Last Updated: December 11, 2007

9 Comments

  1. Milesh Bhana ZA

    December 11, 2007 at 14:40

    Some interesting comments doobi. There’s definitely a gap for the teen market caused both my unreasonable ratings and genuinely mature content.

    It’s weird, because if you looked at the previous generation, they had some awesome stuff on the PS2. Jak and Daxter, Ratchett and Clank, Psychonauts, XIII (wait, I think this had a mature rating), Beyond Good and Evil and waay before that we had the Sierra and LucasArts adventure games.

    But a different question would be, are these games not being made because they’re not selling?

    Think about when you were 15, you wanted these uber cool M rated titles. Like you said, we played Doom, Quake and all that good stuff growing up. Heck, from the age of 14 I played all of the Leisuresuit Larry games. And we all turned out (relatively speaking, of course) fine.

    Can gaming really be blamed for violence with (non-American) kids ? One of the best Gears players in SA is a 14 year old, I find it hard to belive that he’s going to grow up to be a violent non-adjusted adult?

    Reply

  2. Milesh Bhana ZA

    December 11, 2007 at 14:42

    come to think of it, i was 11 when i got my first Larry game. (Kinda) how I learnt about the birds and the bees. Scary! Actually, not really, after saying “Ken sent me” and meeting the hooker, you instantly died if you forgot to get a condom. LOL! and who said games aren’t educational 🙂

    Reply

  3. Ewie

    December 11, 2007 at 15:12

    @miles – would never forget that moment, instant death.

    Reply

  4. Abev

    December 11, 2007 at 15:19

    Gosh I musta been about 5 or 6 when I played Larry with my cousin, think most of it went over my head.
    Ultimately kids will be kids, if a kid wants to play a certain game they will find a way and I dont really see anything wrong with it. TV games cant make a person do something, problems such as that lie way deeper in the subconcious!

    Reply

  5. doobiwan

    December 11, 2007 at 17:29

    I just read a post on Penny arcade, had a little epiphany (epiphanette?), Posted on it, but will summarise simply as this:

    “Is the irony not that we’re seeing a flood of violent games simply because game designers have grown up on violent games and have lost the art of non-violent creativity?”

    Reply

  6. Milesh Bhana ZA

    December 11, 2007 at 17:34

    today’s game designers grew up on adventure games too…

    Reply

  7. doobiwan

    December 11, 2007 at 17:57

    Excellent point which brings me to arguable one of the heroes of the adventure game genre, Tim Schafer, who’s next game is …

    Brutal Legend.
    http://www.brutallegendgame.com/uk/index.html

    Which is a textbook case of glamorizing violence. (But on a personal level looks like an absolutely awesome game 😉 )

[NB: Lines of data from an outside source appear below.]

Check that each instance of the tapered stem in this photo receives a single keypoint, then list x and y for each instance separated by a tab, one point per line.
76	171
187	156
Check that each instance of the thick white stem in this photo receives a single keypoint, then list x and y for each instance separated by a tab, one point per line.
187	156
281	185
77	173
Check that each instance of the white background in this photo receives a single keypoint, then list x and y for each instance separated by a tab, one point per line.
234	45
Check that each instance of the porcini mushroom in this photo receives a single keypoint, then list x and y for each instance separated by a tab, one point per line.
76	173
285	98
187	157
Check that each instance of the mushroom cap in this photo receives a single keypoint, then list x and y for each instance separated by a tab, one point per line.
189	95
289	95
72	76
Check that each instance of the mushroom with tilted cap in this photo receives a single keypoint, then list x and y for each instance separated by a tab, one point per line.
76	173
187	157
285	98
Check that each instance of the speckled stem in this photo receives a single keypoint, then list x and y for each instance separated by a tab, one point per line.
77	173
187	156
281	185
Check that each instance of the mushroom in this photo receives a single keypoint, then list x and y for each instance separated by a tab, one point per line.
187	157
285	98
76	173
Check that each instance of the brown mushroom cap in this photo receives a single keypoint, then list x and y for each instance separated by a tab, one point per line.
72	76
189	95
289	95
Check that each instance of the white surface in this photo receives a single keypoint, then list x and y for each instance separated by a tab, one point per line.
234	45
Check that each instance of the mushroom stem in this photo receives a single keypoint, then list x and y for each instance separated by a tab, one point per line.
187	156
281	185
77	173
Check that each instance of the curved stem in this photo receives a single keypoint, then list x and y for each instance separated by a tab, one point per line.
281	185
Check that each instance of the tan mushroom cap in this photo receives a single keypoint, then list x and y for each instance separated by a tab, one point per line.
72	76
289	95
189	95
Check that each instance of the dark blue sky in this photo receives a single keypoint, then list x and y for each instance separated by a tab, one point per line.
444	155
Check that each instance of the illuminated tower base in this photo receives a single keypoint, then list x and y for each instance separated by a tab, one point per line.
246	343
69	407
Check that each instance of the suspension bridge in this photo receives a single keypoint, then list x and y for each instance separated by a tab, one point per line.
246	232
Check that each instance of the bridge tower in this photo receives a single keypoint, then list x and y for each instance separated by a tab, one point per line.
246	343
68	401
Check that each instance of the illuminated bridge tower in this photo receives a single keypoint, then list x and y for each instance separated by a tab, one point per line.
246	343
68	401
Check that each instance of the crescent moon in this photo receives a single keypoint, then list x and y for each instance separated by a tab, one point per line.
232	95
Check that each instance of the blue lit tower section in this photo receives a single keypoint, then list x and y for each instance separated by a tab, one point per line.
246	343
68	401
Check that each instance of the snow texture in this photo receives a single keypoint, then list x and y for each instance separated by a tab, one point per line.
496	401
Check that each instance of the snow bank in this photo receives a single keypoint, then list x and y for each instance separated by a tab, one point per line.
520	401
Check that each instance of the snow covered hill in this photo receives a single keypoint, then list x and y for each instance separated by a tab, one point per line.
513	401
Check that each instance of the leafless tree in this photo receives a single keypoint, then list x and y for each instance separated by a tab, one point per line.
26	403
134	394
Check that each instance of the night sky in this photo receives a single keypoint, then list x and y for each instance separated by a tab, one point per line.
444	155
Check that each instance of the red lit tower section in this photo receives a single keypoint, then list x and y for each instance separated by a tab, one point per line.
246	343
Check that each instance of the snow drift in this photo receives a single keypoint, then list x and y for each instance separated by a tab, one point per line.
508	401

    http://en.wikipedia.org/wiki/Tim_Schafer

    Reply

  8. Milesh Bhana

    December 11, 2007 at 20:52

    Brutal Legend looks damn interesting. After Psychonauts, i’d probably pick this game up without even bothering to read reviews/get opinions.

    Reply

  9. Banana hammock

    December 12, 2007 at 06:42

    They don’t make these games because they don’t sell, take a look at ICO which is a brilliant and critically acclaimed game, but i doubt it broke even.

    The bottom line is that today game creaters are not here to give you games, they are here to make money and sex and violence sells. If you raise your kids correctly then they will not become killers after playing a violent game.

    Maybe when the install base of the PS3 and 360 gets to be around the 50mil mark you will start to see these games coming through because at that point they should sell better. Let’s see how something like LitleBigPlanet does, if it ever gets released.